Figure 2- Limb salvage of a distal femur osteosarcoma ©radiopedia.org

Due to the aggressive nature of osteosarcoma and the chance of micrometastatic disease, chemotherapy is part of the standard treatment. The regimen has remained essentially unchanged since the 1970s and commonly involves neoadjuvant chemotherapy before surgery, followed by adjuvant chemotherapy.5 Commencing chemotherapy before surgery has no long-term prognostic benefit. Still, it helps to improve symptoms rapidly, may help with the treatment of micrometastatic disease and allows time for the customised endoprosthesis to be made. There is also the benefit that histological response to the chemotherapy can be seen on removing the tumour.5

First-line chemotherapy in patients aged 30 or under involves doxorubicin, cisplatin and high-dose methotrexate +/- mifamurtide (an immunotherapy agent). This treatment is the same for local and metastatic diseases.1

Complications and prognosis

The prognosis for osteosarcoma is notoriously poor compared to the majority of cancers. Five-year survival of childhood osteosarcoma is approximately 60% compared to the 80% five-year survival of all childhood cancers.8 Bone cancers are one of the leading causes of cancer deaths amongst teens and young adults.9 This may be attributable to late diagnosis and the aggressive nature of osteosarcoma, with its ability to micro-metastasise.

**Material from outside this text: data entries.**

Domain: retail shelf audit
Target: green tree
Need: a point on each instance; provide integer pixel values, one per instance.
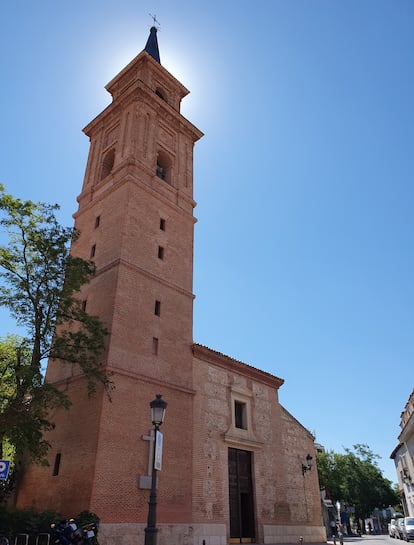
(355, 479)
(40, 283)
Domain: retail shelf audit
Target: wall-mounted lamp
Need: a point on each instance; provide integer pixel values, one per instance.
(308, 467)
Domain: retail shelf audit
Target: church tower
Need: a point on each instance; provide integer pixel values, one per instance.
(136, 223)
(233, 463)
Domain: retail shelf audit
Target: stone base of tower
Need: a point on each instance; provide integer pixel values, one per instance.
(205, 534)
(291, 534)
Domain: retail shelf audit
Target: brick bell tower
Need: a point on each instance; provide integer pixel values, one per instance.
(136, 222)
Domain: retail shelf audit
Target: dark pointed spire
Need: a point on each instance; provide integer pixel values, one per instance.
(152, 45)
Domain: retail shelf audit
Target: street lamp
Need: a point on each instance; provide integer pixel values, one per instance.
(308, 467)
(158, 407)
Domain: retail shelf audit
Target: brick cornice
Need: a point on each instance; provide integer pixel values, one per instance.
(217, 358)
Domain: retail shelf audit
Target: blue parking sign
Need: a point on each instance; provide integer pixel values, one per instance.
(4, 469)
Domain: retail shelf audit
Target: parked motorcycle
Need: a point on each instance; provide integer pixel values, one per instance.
(67, 532)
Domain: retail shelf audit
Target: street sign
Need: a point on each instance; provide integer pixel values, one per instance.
(158, 450)
(4, 469)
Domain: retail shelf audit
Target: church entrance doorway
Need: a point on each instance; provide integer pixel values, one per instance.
(242, 523)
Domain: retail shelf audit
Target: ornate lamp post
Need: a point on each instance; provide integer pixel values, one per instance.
(158, 407)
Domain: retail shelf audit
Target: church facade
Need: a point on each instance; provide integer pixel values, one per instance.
(233, 458)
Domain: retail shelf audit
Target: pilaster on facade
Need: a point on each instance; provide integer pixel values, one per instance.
(403, 456)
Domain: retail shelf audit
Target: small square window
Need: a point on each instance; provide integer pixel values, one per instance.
(240, 418)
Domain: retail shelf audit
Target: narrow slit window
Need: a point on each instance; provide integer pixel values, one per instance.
(57, 464)
(240, 420)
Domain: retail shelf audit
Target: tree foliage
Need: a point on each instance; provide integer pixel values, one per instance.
(355, 479)
(40, 282)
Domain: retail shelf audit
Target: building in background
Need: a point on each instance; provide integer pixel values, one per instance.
(403, 456)
(234, 464)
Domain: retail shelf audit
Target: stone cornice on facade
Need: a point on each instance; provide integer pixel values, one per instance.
(217, 358)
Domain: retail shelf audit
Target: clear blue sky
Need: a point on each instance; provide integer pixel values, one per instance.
(304, 178)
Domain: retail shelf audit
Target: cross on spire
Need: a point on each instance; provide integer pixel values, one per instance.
(155, 21)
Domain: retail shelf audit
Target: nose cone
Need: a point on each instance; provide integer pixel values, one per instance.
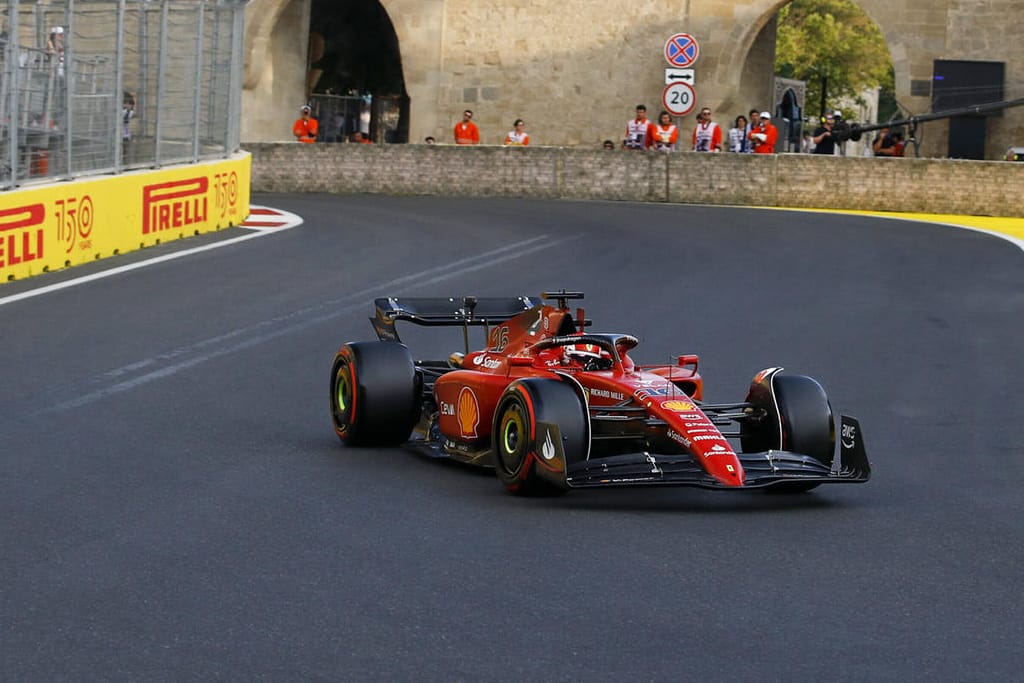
(729, 473)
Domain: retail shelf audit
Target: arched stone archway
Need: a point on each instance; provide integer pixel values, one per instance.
(276, 44)
(574, 69)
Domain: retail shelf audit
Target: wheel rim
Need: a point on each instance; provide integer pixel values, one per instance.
(513, 439)
(342, 393)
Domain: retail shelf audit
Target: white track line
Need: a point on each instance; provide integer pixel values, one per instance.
(293, 221)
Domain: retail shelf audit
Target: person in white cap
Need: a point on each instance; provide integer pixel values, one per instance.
(765, 135)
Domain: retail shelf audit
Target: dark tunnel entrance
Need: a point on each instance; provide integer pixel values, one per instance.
(354, 77)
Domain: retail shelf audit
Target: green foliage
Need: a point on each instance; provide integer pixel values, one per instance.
(832, 42)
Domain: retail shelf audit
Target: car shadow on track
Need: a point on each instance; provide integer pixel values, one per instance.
(451, 477)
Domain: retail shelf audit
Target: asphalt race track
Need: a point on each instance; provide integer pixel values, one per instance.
(175, 505)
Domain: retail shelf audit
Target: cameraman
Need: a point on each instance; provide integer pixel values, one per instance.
(884, 144)
(824, 143)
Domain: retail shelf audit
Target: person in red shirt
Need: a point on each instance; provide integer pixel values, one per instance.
(305, 127)
(466, 131)
(764, 136)
(666, 133)
(708, 134)
(639, 131)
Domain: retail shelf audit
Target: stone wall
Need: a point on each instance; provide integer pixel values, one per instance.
(573, 70)
(932, 185)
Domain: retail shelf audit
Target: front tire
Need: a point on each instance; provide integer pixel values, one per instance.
(800, 420)
(541, 426)
(375, 397)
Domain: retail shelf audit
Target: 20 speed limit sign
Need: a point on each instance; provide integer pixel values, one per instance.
(679, 98)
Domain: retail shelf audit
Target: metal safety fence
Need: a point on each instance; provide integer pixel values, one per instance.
(102, 86)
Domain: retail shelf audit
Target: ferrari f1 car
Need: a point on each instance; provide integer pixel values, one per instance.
(552, 407)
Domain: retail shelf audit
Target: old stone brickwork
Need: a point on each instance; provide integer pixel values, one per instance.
(574, 69)
(933, 185)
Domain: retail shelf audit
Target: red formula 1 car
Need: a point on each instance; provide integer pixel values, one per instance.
(552, 407)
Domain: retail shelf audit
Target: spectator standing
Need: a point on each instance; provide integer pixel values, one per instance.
(466, 131)
(54, 47)
(639, 131)
(884, 144)
(824, 143)
(305, 127)
(737, 135)
(127, 114)
(708, 134)
(666, 133)
(765, 136)
(518, 134)
(752, 127)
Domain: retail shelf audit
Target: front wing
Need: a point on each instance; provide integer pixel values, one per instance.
(762, 469)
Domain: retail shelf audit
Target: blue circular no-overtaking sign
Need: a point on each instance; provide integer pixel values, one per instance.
(681, 50)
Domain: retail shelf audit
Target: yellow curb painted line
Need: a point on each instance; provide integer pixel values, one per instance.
(1010, 228)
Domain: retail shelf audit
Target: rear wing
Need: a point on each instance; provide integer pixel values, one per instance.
(452, 311)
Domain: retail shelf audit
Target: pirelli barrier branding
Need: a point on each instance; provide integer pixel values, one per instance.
(64, 224)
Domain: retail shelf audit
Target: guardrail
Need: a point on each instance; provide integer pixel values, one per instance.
(97, 86)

Other complications include the risk of pathological fractures and metastatic disease. Many children and young adults will have metastatic disease at diagnosis, drastically worsening prognosis.5,7

References

No. Reference
1 Gerrand C, Athanasou N, Brennan B, Grimer R, Judson I, Morland B et al. UK guidelines for the management of bone sarcomas. Clinical Sarcoma Research. 2016;6(1).
2 Deyrup A, Siegal G. Practical orthopedic pathology. Philadelphia: Elselvier Inc; 2016.
3 National Cancer Intelligence Network. Bone Cancer Incidence and Survival. Birmingham; 2012.
4 Valery P, Laversanne M, Bray F. Bone cancer incidence by morphological subtype: a global assessment. Cancer Causes & Control. 2015;26(8):1127-1139.
5 Tattersall L, Davison Z, Gartland A. Osteosarcoma. Encyclopedia of Bone Biology. 2020;:362-378.
6 Mirabello L, Pfeiffer R, Murphy G, et al. Height at diagnosis and birth-weight as risk factors for osteosarcoma. Cancer Causes Control. 2011;22(6):899-908.
7 Bone Cancer Research Trust. 2020 Patient Survey. Leeds; 2020.
8 Public Health England. Childhood Cancer Statistics, England Annual report 2018. London: PHE Publications; 2018.
9 Public Health England. 13-24 year olds with cancer in England Incidence, mortality and survival. London: PHE Publications; 2018.